Think again to that last song in our passage today.  Who sang that song?  Everybody did.  Not even just people.  John says, “every creature in heaven and on earth and under the earth and in the sea,” all sang to God and to Jesus.  All of them.  The music of worship unites us not just to one another, but to all of creation.  And surely today, in such a bitterly divided and angry world it means something to sing together.

And this brings us to that second thing.  Resistance.  One of the most anti-Christian Roman Emperors was Domitian.  He was not keen on our faith.  One of the biggest rubs between Christianity and Rome was the cult of the Emperor.  Everybody in the Roman Empire had to worship the emperor as a god.  This was a problem for the Jews and it was a problem for the Christians.  Good old Domitian took things a step further.  He demanded to be addressed as, “lord and god.”  Does that sound familiar?  It should.  We find it in the 11th verse of Chapter 4.  In a song.  The 24 elders who fell before the throne and cast their crowns before God, sang a song that began like this, “You are worthy, our Lord and God…”  There is only one God, and neither the Emperor nor any other human being is that God.  The music of worship was also a powerful act of resistance.

As it can be every time we sing.  When we sing our songs we are singing against a world which seeks to pit us against one another; a world which tries to convince us to worship politicians or celebrities or athletes, a world which tells us that our true purpose is to make money.  No.  Our songs tells us that our purpose is to follow Jesus.  Our songs tell us that God is our only king and that his love is our only treasure.  And our songs tell us that we are one people, united as children of God. Our music, every song we sing, is an act of resistance.

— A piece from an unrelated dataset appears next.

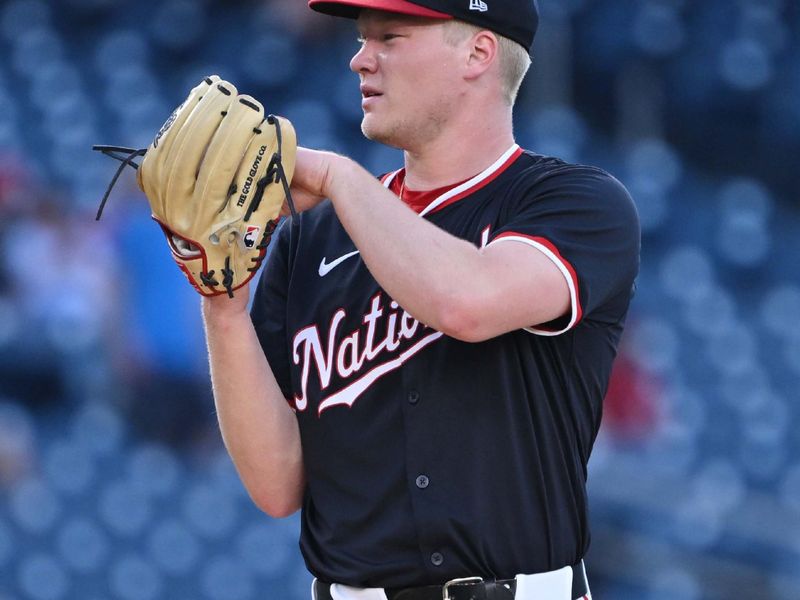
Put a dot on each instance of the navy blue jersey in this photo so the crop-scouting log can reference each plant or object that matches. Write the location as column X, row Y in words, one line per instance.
column 429, row 458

You know, it used to bug me when people didn’t sing in church, but I have gotten over it.  Some of us just can’t do it for whatever reason.  But that being said, even if we can’t stand up and belt out the words, we can at least understand what it is that we are participating in each week.  We are not singing just to make worship fun or to break up all the talking.  We sing because we are the gathered people of God, followers of Jesus, the Body of Christ.  We sing because we live in this world but we are not of this world.  We sing to remind ourselves that we have different values than the world around us.  And we sing because it is in our nature.  When John got his first glimpse of heaven he saw lots of strange things, but he heard something familiar.  He heard singing.  To sing is to worship, and to worship is to be our most perfect selves.  So even if you can’t sing this morning, that’s ok.  Belt a hymn out in the car on the way home and join in with all the saints who have come before us and those that will come after us.  Join in, and sing to your God.  Amen.